Abstract

Residents of the Northwest, Mario Jimenez Sifuentez writes in this compact and compelling book, have long “attempted to obscure the presence of ethnic Mexicans in the region and relegated them to being invisible and temporary laborers” (2), an attempt perhaps best reflected in the very scantiness of the archival record of their presence. Though it would be hard to claim any sort of active attempt to obscure Latinos’ presence in the Northwest by historians and other scholars, the dearth of scholarship (especially in comparison with California and the Southwest) has also contributed to their seeming invisibility. Yet, as Sifuentez makes clear in Of Forests and Fields: Mexican Labor in the Pacific Northwest, ethnic Mexicans have long been not only present, but essential to the development of the Northwest as a highly productive agribusiness and lumbering empire.

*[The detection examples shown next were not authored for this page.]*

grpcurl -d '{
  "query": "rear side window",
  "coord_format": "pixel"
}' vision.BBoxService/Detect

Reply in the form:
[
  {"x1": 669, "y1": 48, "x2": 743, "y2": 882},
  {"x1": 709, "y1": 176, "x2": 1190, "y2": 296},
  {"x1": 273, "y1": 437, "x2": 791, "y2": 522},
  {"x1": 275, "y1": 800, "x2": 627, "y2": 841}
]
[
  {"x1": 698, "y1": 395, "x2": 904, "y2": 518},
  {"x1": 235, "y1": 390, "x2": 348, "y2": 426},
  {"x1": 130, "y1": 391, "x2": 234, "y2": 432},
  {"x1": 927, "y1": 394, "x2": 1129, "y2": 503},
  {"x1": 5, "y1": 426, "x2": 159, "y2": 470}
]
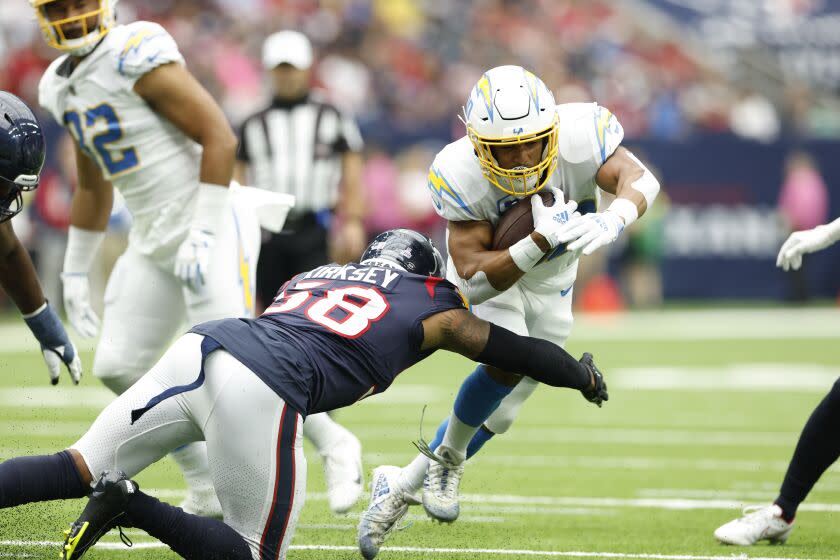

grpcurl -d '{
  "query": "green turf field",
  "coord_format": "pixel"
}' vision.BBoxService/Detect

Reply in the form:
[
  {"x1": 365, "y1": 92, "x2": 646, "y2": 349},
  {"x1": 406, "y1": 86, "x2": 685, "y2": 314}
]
[{"x1": 0, "y1": 310, "x2": 840, "y2": 560}]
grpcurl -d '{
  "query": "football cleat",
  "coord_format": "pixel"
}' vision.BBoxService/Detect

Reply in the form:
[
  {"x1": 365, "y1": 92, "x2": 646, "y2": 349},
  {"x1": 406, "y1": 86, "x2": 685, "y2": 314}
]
[
  {"x1": 358, "y1": 465, "x2": 420, "y2": 560},
  {"x1": 423, "y1": 445, "x2": 464, "y2": 523},
  {"x1": 580, "y1": 352, "x2": 610, "y2": 408},
  {"x1": 61, "y1": 471, "x2": 140, "y2": 560},
  {"x1": 715, "y1": 504, "x2": 793, "y2": 546},
  {"x1": 321, "y1": 427, "x2": 364, "y2": 513}
]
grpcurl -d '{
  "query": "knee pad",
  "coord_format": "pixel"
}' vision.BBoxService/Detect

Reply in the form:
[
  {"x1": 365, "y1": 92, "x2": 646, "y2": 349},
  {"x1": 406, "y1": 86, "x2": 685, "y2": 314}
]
[
  {"x1": 484, "y1": 377, "x2": 539, "y2": 434},
  {"x1": 92, "y1": 345, "x2": 146, "y2": 395}
]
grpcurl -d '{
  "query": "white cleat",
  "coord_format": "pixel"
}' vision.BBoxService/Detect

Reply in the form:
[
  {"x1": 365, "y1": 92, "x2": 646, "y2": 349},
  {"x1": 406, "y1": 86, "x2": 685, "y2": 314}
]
[
  {"x1": 178, "y1": 486, "x2": 223, "y2": 519},
  {"x1": 357, "y1": 465, "x2": 420, "y2": 560},
  {"x1": 715, "y1": 504, "x2": 793, "y2": 546},
  {"x1": 321, "y1": 428, "x2": 364, "y2": 513},
  {"x1": 423, "y1": 445, "x2": 464, "y2": 523}
]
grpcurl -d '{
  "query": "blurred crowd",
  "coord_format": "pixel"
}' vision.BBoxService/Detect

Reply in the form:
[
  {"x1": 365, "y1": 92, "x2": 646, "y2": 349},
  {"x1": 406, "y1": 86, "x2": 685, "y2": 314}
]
[{"x1": 0, "y1": 0, "x2": 840, "y2": 306}]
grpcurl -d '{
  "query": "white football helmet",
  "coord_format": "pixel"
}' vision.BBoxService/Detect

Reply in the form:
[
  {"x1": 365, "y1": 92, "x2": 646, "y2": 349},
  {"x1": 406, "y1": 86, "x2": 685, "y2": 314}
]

Rescuing Latinos from the obscurity to which they have been assigned has clearly been no easy task, but Sifuentez accomplishes it well through a thorough survey of state, local, and union/activist newspapers (often read against the grain to discern ethnically Mexican people’s interests and desires out of the interstices of official discourse) as well as original interviews and oral histories with ex-braceros, seasonal Tejano migrants, pineros (forest workers), and Chicano activists. Though promoted in its title as being about the Pacific Northwest as a whole, Sifuentez focuses his attention on Oregon, with only occasional forays into Washington and Idaho. This serves him well, giving the book a sharp focus and a clear narrative coherence.